Regional park in United States

Ohlone Wilderness is a 9737 acre regional park in the United States that is part of the East Bay Regional Parks (EBRPD) system. It is located in southern Alameda County, near the cities of Fremont, California and Sunol, California. It is located between Mission Peak (to its west) and Sunol Regional Wilderness (to its east).

==Access==
The wilderness is accessible only via the 29 mile long Ohlone Wilderness Trail, which connects Del Valle Regional Park (Livermore), Sunol Regional Wilderness (Sunol) and Mission Peak Regional Preserve (Fremont).

The wilderness can be traversed only on foot or on horseback. EBRPD states that trail bicycles and motor vehicles are not allowed.
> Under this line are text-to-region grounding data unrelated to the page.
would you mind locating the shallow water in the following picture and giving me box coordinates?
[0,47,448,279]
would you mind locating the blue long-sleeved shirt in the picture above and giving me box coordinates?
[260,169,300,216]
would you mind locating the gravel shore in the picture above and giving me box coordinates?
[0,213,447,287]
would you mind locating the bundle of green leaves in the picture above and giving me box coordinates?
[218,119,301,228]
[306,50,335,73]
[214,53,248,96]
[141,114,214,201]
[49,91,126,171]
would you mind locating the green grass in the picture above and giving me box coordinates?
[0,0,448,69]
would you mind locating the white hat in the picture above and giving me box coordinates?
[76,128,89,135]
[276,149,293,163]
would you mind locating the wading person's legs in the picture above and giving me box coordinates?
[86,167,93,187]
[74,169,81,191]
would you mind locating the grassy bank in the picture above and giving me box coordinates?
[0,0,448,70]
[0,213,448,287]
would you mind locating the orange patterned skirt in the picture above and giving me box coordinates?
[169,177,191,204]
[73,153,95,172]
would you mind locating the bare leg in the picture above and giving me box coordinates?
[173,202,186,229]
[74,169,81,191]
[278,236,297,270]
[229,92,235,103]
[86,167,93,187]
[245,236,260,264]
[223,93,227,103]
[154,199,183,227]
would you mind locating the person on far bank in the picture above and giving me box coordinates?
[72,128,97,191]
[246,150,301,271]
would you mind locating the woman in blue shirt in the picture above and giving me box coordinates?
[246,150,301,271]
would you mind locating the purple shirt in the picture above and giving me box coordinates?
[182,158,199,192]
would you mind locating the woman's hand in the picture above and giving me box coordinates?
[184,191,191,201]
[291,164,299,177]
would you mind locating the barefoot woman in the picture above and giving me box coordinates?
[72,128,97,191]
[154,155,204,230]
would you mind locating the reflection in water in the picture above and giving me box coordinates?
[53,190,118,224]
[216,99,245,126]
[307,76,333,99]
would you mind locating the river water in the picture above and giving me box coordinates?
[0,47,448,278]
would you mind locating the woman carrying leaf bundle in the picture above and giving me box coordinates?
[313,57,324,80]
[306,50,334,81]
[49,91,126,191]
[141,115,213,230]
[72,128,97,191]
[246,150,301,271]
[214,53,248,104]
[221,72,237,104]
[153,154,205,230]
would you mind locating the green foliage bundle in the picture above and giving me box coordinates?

The Ohlone Wilderness Trail passes through two areas that belong to the San Francisco Water Department. Trail users are warned that they must remain within the trail boundaries in these areas. Otherwise, they may be cited and fined for trespassing on SFWD property and potentially jeopardize public use of the corridors.

==History==
Sunol-Ohlone Regional Wilderness, the predecessor to both Sunol and Ohlone Wildernesses, was opened in 1962 with an area of 6858 acres. For generations, the land had been inhabited by Chochenyo language Ohlone-speaking Taunans. The first white settlers, Patrick and Mary Ann Geary, started a homestead here in the 1860s. In 1895, their son, Maurice Geary, built the house and barn that later became the Interpretive Offices and the Green Barn Visitors Center. The property was acquired by Willis Brinker in 1939.